Socialist alternative needed to sectarian politics
Overall the elections were yet another sectarian headcount. The key issues affecting the majority of people, such as unemployment, public services and water charges were ignored. Even the mainstream political pundits struggled to whip up any interest in the election. There was no enthusiasm for any of the parties. Overall turnout in Northern Ireland was just 57.6% – the lowest of all the UK by a long distance. There is a growing political vacuum in the North. At a recent protest against the closure of A&E services at Mid-Ulster hospital, all the local politicians, including Deputy First Minster Martin McGuinness who was elected with 52% of the vote, were heckled by the large crowd.

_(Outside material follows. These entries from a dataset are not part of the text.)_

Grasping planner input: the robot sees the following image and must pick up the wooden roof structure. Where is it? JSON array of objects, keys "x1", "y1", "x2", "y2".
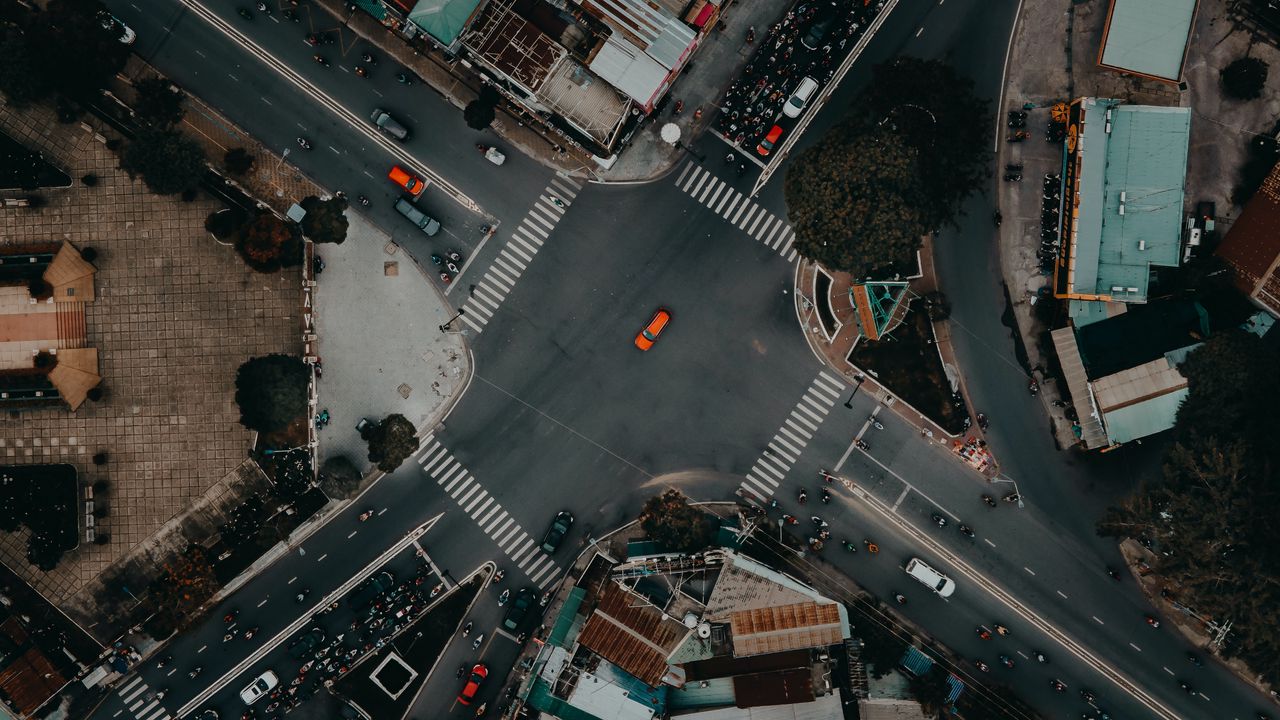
[{"x1": 579, "y1": 582, "x2": 691, "y2": 688}]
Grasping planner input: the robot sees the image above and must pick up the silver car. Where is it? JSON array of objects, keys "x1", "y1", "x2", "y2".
[{"x1": 369, "y1": 108, "x2": 408, "y2": 141}]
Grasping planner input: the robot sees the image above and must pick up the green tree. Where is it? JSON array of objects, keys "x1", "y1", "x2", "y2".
[
  {"x1": 320, "y1": 455, "x2": 362, "y2": 500},
  {"x1": 146, "y1": 546, "x2": 219, "y2": 638},
  {"x1": 133, "y1": 78, "x2": 187, "y2": 128},
  {"x1": 640, "y1": 489, "x2": 712, "y2": 552},
  {"x1": 1219, "y1": 58, "x2": 1270, "y2": 100},
  {"x1": 908, "y1": 664, "x2": 951, "y2": 717},
  {"x1": 0, "y1": 26, "x2": 49, "y2": 108},
  {"x1": 360, "y1": 413, "x2": 419, "y2": 473},
  {"x1": 236, "y1": 354, "x2": 311, "y2": 433},
  {"x1": 236, "y1": 213, "x2": 302, "y2": 273},
  {"x1": 783, "y1": 128, "x2": 928, "y2": 277},
  {"x1": 462, "y1": 85, "x2": 502, "y2": 129},
  {"x1": 120, "y1": 128, "x2": 206, "y2": 195},
  {"x1": 300, "y1": 195, "x2": 348, "y2": 243},
  {"x1": 24, "y1": 0, "x2": 132, "y2": 99},
  {"x1": 223, "y1": 147, "x2": 253, "y2": 176},
  {"x1": 785, "y1": 58, "x2": 991, "y2": 277}
]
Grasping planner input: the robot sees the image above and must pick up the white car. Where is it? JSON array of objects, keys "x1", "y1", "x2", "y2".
[
  {"x1": 97, "y1": 10, "x2": 138, "y2": 45},
  {"x1": 906, "y1": 557, "x2": 956, "y2": 597},
  {"x1": 241, "y1": 670, "x2": 280, "y2": 705},
  {"x1": 782, "y1": 77, "x2": 818, "y2": 118}
]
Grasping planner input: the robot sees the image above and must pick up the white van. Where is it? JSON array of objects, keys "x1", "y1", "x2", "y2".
[
  {"x1": 782, "y1": 77, "x2": 818, "y2": 118},
  {"x1": 906, "y1": 557, "x2": 956, "y2": 597}
]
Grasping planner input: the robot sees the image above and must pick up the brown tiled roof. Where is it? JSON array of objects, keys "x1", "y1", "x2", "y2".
[
  {"x1": 1217, "y1": 163, "x2": 1280, "y2": 314},
  {"x1": 579, "y1": 583, "x2": 690, "y2": 687},
  {"x1": 730, "y1": 601, "x2": 842, "y2": 657}
]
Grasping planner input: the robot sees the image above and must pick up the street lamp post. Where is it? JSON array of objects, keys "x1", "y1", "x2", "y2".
[
  {"x1": 845, "y1": 375, "x2": 867, "y2": 410},
  {"x1": 440, "y1": 307, "x2": 467, "y2": 333}
]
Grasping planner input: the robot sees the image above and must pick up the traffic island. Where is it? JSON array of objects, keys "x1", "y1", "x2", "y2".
[{"x1": 329, "y1": 573, "x2": 486, "y2": 720}]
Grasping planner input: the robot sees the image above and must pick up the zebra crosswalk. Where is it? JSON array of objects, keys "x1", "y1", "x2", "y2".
[
  {"x1": 413, "y1": 436, "x2": 559, "y2": 589},
  {"x1": 676, "y1": 160, "x2": 800, "y2": 263},
  {"x1": 116, "y1": 675, "x2": 172, "y2": 720},
  {"x1": 462, "y1": 176, "x2": 582, "y2": 333},
  {"x1": 739, "y1": 372, "x2": 845, "y2": 502}
]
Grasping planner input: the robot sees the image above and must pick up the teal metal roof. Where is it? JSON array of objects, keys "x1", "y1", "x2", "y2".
[
  {"x1": 1098, "y1": 0, "x2": 1196, "y2": 82},
  {"x1": 408, "y1": 0, "x2": 480, "y2": 46},
  {"x1": 1102, "y1": 388, "x2": 1189, "y2": 445},
  {"x1": 1066, "y1": 299, "x2": 1111, "y2": 329},
  {"x1": 1069, "y1": 97, "x2": 1192, "y2": 302}
]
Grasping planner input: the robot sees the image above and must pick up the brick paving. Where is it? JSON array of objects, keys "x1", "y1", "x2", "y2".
[{"x1": 0, "y1": 98, "x2": 302, "y2": 618}]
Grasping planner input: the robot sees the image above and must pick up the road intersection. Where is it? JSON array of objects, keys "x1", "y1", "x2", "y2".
[{"x1": 87, "y1": 0, "x2": 1261, "y2": 720}]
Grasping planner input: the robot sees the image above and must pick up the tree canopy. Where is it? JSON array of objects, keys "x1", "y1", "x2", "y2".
[
  {"x1": 640, "y1": 489, "x2": 712, "y2": 552},
  {"x1": 1098, "y1": 329, "x2": 1280, "y2": 683},
  {"x1": 0, "y1": 26, "x2": 49, "y2": 106},
  {"x1": 146, "y1": 546, "x2": 219, "y2": 638},
  {"x1": 133, "y1": 78, "x2": 187, "y2": 128},
  {"x1": 236, "y1": 213, "x2": 302, "y2": 273},
  {"x1": 783, "y1": 58, "x2": 991, "y2": 277},
  {"x1": 300, "y1": 195, "x2": 348, "y2": 243},
  {"x1": 236, "y1": 354, "x2": 311, "y2": 433},
  {"x1": 21, "y1": 0, "x2": 131, "y2": 97},
  {"x1": 360, "y1": 413, "x2": 419, "y2": 473},
  {"x1": 120, "y1": 128, "x2": 205, "y2": 195},
  {"x1": 1219, "y1": 58, "x2": 1270, "y2": 100},
  {"x1": 320, "y1": 455, "x2": 361, "y2": 500}
]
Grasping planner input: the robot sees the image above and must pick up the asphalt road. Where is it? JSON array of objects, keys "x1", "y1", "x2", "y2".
[{"x1": 99, "y1": 0, "x2": 1262, "y2": 717}]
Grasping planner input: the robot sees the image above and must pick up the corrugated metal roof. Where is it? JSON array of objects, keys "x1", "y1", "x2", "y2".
[
  {"x1": 1069, "y1": 97, "x2": 1190, "y2": 302},
  {"x1": 1098, "y1": 0, "x2": 1196, "y2": 82},
  {"x1": 1217, "y1": 163, "x2": 1280, "y2": 315},
  {"x1": 579, "y1": 582, "x2": 690, "y2": 687},
  {"x1": 589, "y1": 35, "x2": 668, "y2": 105},
  {"x1": 1050, "y1": 327, "x2": 1107, "y2": 450},
  {"x1": 730, "y1": 602, "x2": 845, "y2": 657},
  {"x1": 582, "y1": 0, "x2": 695, "y2": 70}
]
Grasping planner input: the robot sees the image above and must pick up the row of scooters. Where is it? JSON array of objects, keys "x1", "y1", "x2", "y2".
[{"x1": 1036, "y1": 173, "x2": 1062, "y2": 273}]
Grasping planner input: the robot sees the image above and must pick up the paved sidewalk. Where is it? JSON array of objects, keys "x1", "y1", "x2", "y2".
[
  {"x1": 796, "y1": 237, "x2": 998, "y2": 479},
  {"x1": 315, "y1": 211, "x2": 472, "y2": 469}
]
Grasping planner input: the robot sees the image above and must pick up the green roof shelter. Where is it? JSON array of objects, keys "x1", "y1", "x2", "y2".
[
  {"x1": 1098, "y1": 0, "x2": 1197, "y2": 83},
  {"x1": 1055, "y1": 97, "x2": 1192, "y2": 302}
]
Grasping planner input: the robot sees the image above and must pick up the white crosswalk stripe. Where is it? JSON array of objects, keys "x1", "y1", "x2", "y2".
[
  {"x1": 676, "y1": 160, "x2": 800, "y2": 263},
  {"x1": 737, "y1": 372, "x2": 844, "y2": 502},
  {"x1": 116, "y1": 676, "x2": 171, "y2": 720},
  {"x1": 461, "y1": 176, "x2": 582, "y2": 333},
  {"x1": 417, "y1": 436, "x2": 559, "y2": 579}
]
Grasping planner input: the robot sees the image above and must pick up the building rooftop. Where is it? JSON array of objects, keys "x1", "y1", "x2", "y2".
[
  {"x1": 1098, "y1": 0, "x2": 1197, "y2": 82},
  {"x1": 579, "y1": 583, "x2": 691, "y2": 687},
  {"x1": 1064, "y1": 97, "x2": 1192, "y2": 302},
  {"x1": 409, "y1": 0, "x2": 480, "y2": 47},
  {"x1": 1217, "y1": 163, "x2": 1280, "y2": 315}
]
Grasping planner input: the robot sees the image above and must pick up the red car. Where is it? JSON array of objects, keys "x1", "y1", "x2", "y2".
[
  {"x1": 636, "y1": 307, "x2": 671, "y2": 350},
  {"x1": 755, "y1": 126, "x2": 782, "y2": 155},
  {"x1": 458, "y1": 662, "x2": 489, "y2": 705}
]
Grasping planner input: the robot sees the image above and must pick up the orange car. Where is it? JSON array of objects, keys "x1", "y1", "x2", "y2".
[
  {"x1": 755, "y1": 126, "x2": 782, "y2": 155},
  {"x1": 387, "y1": 165, "x2": 426, "y2": 197},
  {"x1": 458, "y1": 662, "x2": 489, "y2": 705},
  {"x1": 636, "y1": 307, "x2": 671, "y2": 350}
]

Socialist Party members spoke at the protest and intervened to accuse the politicians who had turned up of pure hypocrisy since it was they who were carrying out the cuts, received lots of applause. This is a small but important example of how a socialist alternative, which can unite working class and poor people against the Tory policies of the sectarian parties, can begin to gain support. It is likely the £400m cuts already announced this year will lead to more protests and campaigns to defend services. The trade unions have a responsibility to break their cosy ties with the Assembly parties and begin to build a political alternative which unites workers and young people across the North in opposition to the cuts of all the parties in the Executive and puts forward a clear socialist alternative to capitalism and sectarianism.